Razzismo e xenofobia stanno diventando la vera emergenza nazionale con la quale dovremo fare i conti in un futuro prossimo. Avvoltoi politici, con la loro corte di tirapiedi della carta stampata e opinionisti dell’ultima ora, lo hanno capito prima degli altri, visto che stanno investendo tempo ed energie nel soffiarci sopra, nella piena consapevolezza che in Italia ogni “emergenza” fa muovere i soldi e spostare voti.

In questa stessa settimana due sono le iniziative contro razzismo e xenofobia: da una parte, la Commissione “Jo Cox”presieduta dalla presidente della Camera Laura Boldrini, renderà pubblica la relazione finale del suo lavoro (giovedì 20 luglio), dall’altra, assisteremo al lancio della campagna #liberodallodio, promossa da Associazione 21 luglio con il supporto della Coalizione italiana per le libertà e i diritti civili.

 

#Liberodallodio: per un’informazione corretta e libera dai pregiudizi from Libero dall’odio on Vimeo.

Due eventi strettamente connessi tra di loro che intendono porre un chiaro argine al dilagante razzismo (ormai neppure tanto strisciante perché urlato in faccia senza ritegno) che, in un circolo vizioso, dalle parole di esponenti di partito rimbomba attraverso i media per giungere alla pancia dei cittadini.

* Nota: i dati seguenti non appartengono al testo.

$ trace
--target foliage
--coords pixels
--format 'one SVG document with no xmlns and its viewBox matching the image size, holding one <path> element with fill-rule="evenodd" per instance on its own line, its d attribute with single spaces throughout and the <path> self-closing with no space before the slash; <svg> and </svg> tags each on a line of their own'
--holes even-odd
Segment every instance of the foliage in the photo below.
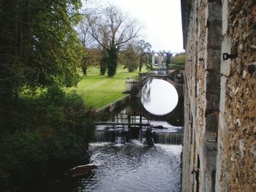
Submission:
<svg viewBox="0 0 256 192">
<path fill-rule="evenodd" d="M 24 85 L 70 87 L 83 55 L 73 27 L 78 0 L 1 1 L 0 97 L 17 98 Z"/>
<path fill-rule="evenodd" d="M 94 125 L 81 96 L 65 93 L 58 85 L 19 104 L 19 115 L 12 120 L 19 123 L 14 133 L 1 135 L 0 189 L 38 191 L 37 185 L 46 185 L 57 179 L 53 175 L 86 161 Z"/>
<path fill-rule="evenodd" d="M 139 55 L 132 45 L 120 54 L 120 61 L 129 72 L 132 72 L 138 69 L 139 59 Z"/>
<path fill-rule="evenodd" d="M 81 61 L 81 68 L 83 76 L 87 74 L 87 69 L 89 66 L 97 66 L 101 59 L 101 53 L 96 48 L 86 48 L 86 55 Z"/>
<path fill-rule="evenodd" d="M 172 57 L 170 63 L 171 68 L 184 67 L 186 61 L 185 53 L 181 53 L 176 54 L 174 57 Z"/>
<path fill-rule="evenodd" d="M 151 45 L 149 42 L 146 42 L 145 40 L 141 39 L 138 42 L 138 49 L 140 55 L 140 72 L 141 71 L 143 64 L 146 65 L 148 69 L 150 69 L 151 63 L 148 63 L 148 58 L 151 56 Z"/>
</svg>

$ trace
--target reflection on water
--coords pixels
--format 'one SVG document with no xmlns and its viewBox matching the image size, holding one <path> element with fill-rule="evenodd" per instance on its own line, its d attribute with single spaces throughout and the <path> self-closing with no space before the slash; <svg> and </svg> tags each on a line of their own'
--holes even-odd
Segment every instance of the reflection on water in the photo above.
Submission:
<svg viewBox="0 0 256 192">
<path fill-rule="evenodd" d="M 98 166 L 82 179 L 83 191 L 179 191 L 181 145 L 148 147 L 91 144 L 91 161 Z"/>
<path fill-rule="evenodd" d="M 173 85 L 162 80 L 148 82 L 141 90 L 141 102 L 145 109 L 157 115 L 172 112 L 178 101 L 177 91 Z"/>
</svg>

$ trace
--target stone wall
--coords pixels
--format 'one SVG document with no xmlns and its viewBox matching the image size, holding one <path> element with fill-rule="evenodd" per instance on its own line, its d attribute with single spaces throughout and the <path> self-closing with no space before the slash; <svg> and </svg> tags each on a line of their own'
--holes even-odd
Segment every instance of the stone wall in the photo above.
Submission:
<svg viewBox="0 0 256 192">
<path fill-rule="evenodd" d="M 183 0 L 181 5 L 187 40 L 182 191 L 253 191 L 256 2 Z"/>
</svg>

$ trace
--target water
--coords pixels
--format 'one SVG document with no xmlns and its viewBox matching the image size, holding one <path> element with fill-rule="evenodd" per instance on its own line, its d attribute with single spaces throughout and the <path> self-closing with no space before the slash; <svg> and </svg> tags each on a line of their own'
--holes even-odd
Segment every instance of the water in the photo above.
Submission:
<svg viewBox="0 0 256 192">
<path fill-rule="evenodd" d="M 97 168 L 83 176 L 61 178 L 53 184 L 51 191 L 180 191 L 182 106 L 178 104 L 167 115 L 152 117 L 138 101 L 131 101 L 109 120 L 150 126 L 97 126 L 95 140 L 89 150 L 89 163 Z M 127 114 L 135 115 L 128 118 Z M 153 147 L 146 142 L 148 128 Z"/>
<path fill-rule="evenodd" d="M 152 80 L 141 90 L 141 102 L 151 114 L 164 115 L 177 106 L 178 96 L 173 85 L 162 80 Z"/>
</svg>

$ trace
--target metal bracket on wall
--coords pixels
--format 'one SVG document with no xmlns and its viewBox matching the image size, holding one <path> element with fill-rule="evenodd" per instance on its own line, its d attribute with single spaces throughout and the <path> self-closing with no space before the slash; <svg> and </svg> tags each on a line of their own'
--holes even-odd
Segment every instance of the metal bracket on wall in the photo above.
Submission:
<svg viewBox="0 0 256 192">
<path fill-rule="evenodd" d="M 233 55 L 233 54 L 228 54 L 227 53 L 223 53 L 223 61 L 230 59 L 230 58 L 236 58 L 238 56 L 237 54 Z"/>
</svg>

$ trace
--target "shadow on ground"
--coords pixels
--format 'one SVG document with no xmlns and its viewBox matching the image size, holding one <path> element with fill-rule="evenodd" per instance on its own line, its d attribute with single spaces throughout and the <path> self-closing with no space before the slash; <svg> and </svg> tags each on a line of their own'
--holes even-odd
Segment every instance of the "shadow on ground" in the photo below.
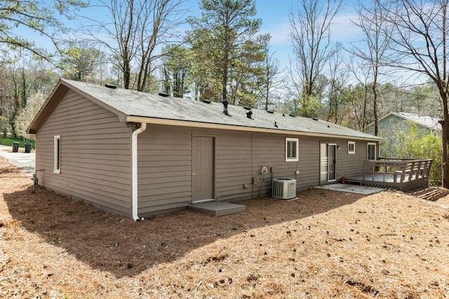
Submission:
<svg viewBox="0 0 449 299">
<path fill-rule="evenodd" d="M 11 216 L 26 230 L 60 246 L 94 269 L 117 277 L 134 276 L 156 264 L 169 263 L 221 238 L 253 233 L 251 229 L 296 221 L 351 204 L 363 197 L 342 192 L 310 190 L 299 199 L 246 200 L 247 211 L 214 217 L 192 211 L 142 222 L 105 213 L 32 186 L 4 194 Z"/>
</svg>

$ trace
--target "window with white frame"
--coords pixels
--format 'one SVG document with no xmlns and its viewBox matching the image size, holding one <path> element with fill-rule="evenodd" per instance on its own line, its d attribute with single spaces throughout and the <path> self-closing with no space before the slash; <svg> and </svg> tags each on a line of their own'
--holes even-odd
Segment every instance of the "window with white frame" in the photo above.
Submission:
<svg viewBox="0 0 449 299">
<path fill-rule="evenodd" d="M 299 142 L 297 138 L 286 138 L 286 162 L 298 161 Z"/>
<path fill-rule="evenodd" d="M 356 153 L 356 141 L 348 141 L 348 153 Z"/>
<path fill-rule="evenodd" d="M 368 142 L 366 147 L 366 158 L 368 160 L 376 160 L 376 144 Z"/>
<path fill-rule="evenodd" d="M 53 172 L 61 173 L 61 136 L 56 135 L 53 143 Z"/>
</svg>

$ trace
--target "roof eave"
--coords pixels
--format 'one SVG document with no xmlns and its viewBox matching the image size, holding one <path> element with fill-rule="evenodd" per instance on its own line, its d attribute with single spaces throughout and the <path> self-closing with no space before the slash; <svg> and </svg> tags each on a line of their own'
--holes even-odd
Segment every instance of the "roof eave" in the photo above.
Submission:
<svg viewBox="0 0 449 299">
<path fill-rule="evenodd" d="M 256 132 L 261 133 L 283 134 L 289 135 L 310 136 L 316 137 L 342 138 L 349 140 L 368 140 L 382 141 L 387 140 L 379 137 L 362 137 L 356 136 L 339 135 L 335 134 L 318 133 L 303 131 L 293 131 L 283 129 L 269 129 L 257 127 L 246 127 L 235 125 L 224 125 L 211 123 L 201 123 L 189 120 L 171 120 L 166 118 L 147 118 L 137 116 L 128 116 L 126 121 L 131 123 L 146 123 L 153 125 L 177 125 L 180 127 L 201 127 L 204 129 L 230 130 L 234 131 Z"/>
</svg>

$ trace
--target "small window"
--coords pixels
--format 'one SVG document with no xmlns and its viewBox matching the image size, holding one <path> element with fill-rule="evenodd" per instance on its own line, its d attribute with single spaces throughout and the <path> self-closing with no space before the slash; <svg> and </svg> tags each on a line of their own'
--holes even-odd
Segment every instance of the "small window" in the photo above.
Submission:
<svg viewBox="0 0 449 299">
<path fill-rule="evenodd" d="M 350 154 L 356 153 L 356 142 L 355 141 L 348 141 L 348 153 L 350 153 Z"/>
<path fill-rule="evenodd" d="M 61 137 L 60 135 L 55 136 L 54 139 L 54 163 L 53 172 L 55 174 L 61 173 Z"/>
<path fill-rule="evenodd" d="M 298 161 L 297 138 L 286 138 L 286 162 Z"/>
<path fill-rule="evenodd" d="M 368 143 L 366 148 L 366 158 L 376 160 L 376 144 Z"/>
</svg>

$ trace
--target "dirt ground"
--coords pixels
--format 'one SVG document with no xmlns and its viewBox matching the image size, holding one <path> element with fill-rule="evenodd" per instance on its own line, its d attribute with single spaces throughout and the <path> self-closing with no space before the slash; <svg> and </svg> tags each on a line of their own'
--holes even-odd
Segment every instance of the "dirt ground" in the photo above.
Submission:
<svg viewBox="0 0 449 299">
<path fill-rule="evenodd" d="M 1 298 L 449 298 L 449 197 L 314 189 L 134 222 L 1 159 Z"/>
</svg>

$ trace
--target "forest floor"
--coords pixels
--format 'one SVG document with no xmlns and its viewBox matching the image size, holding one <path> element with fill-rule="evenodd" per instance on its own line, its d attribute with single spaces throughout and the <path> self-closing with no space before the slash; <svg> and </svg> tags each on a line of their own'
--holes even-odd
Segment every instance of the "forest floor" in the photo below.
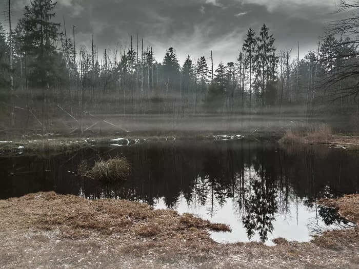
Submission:
<svg viewBox="0 0 359 269">
<path fill-rule="evenodd" d="M 356 223 L 359 195 L 320 203 Z M 126 200 L 89 200 L 54 192 L 0 200 L 0 266 L 98 268 L 357 268 L 355 229 L 310 242 L 275 239 L 220 244 L 227 230 L 189 214 Z"/>
</svg>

Viscere che, a loro volta, lo rivomitano in un voto compiacente verso i politici della tolleranza zero o, con meno savoir faire, in espressioni e commenti simili a quelli che seguiranno questo post.

L’iniziativa di costituire la Commissione nasce sulla scia dell’azione svolta dal Consiglio europeo che ha sollecitato il ruolo attivo dei parlamentari nazionali nella creazione di una “Alleanza contro l’odio”.

Con la costituzione della Commissione “Jo Cox”, la Camera è stata la prima assemblea parlamentare in Europa ad aver dato seguito concretamente a queste indicazioni, con l’obiettivo di contribuire a creare in Italia una rete di parlamentari, cittadini e associazioni impegnati nel contrastare questo fenomeno. Il documento finale, frutto di una trentina di audizioni e all’acquisizione di quasi 200 documenti di varia natura, termina con una serie di raccomandazioni formulate dalla Commissione per la prevenzione e il contrasto del linguaggio d’odio a livello sociale, culturale, informativo e istituzionale.

Al centro del lavoro della Commissione c’è il “discorso d’odio” (hate speech), inteso dal Consiglio d’Europa “come l’insieme di tutte le forme di espressione che si diffondono, incitano, sviluppano o giustificano l’odio razziale, la xenofobia, l’antisemitismo ed altre forme di odio basate sull’intolleranza e che comprendono l’intolleranza espressa attraverso un aggressivo nazionalismo ed etnocentrismo, la discriminazione l’ostilità contro le minoranze, i migranti ed i popoli che traggono origine dai flussi migratori”.

E’ ormai ampiamente dimostrato che il “discorso d’odio”, quando non adeguatamente contrastato, vede il suo degenerarsi nei “crimini d’odio”. Gli stessi che scopriamo dietro le “barricate anti immigrati”, i nuovi muri interni con i quali delimitiamo i nostri campanili e che rappresentano i presupposti per giustificare e perpetrare politiche discriminatorie o almeno, come è stato per lo Ius soli, per bloccare riforme di buon senso.

Non è quindi casuale il lancio della campagna #liberodallodio, il cui obiettivo è quello di richiamare i media all’utilizzo di un’informazione più corretta sugli argomenti “caldi” discussi dall’opinione pubblica – questione di importanza fondamentale specialmente in questo periodo pre-elettorale – oltre che di sensibilizzare la società civile al problema del discorso d’odio.

La campagna intende coinvolgere i cittadini in un appello agli enti profit e non profit che acquistano spazi pubblicitari sull’edizione cartacea del quotidiano Libero, chiedendo loro di disinvestire dal giornale e richiamando alla responsabilità sociale e etica che ogni impresa è chiamata a salvaguardare.

Perché Libero? Secondo il lavoro svolto dai diversi Osservatori sui media, il giornale diretto da Vittorio Feltri, come e più di altre testate, costruisce la sua identità su un linguaggio provocatorio e aggressivo, tanto da arrivare a collezionare un vero record di sanzioni disciplinari: solo 5 negli ultimi mesi.

Colpire il linguaggio di un quotidiano attraverso un’attività di pressione nei confronti dei suoi inserzionisti rappresenta una novità unica nel nostro Paese. Che dovrà sempre più abituarsi ad individuare, in seno alla società civile, nuovi anticorpi per rispondere agli “incendiari” che vogliono ridurre in cenere i valori democratici e civili su cui è costruita l’identità dell’Italia.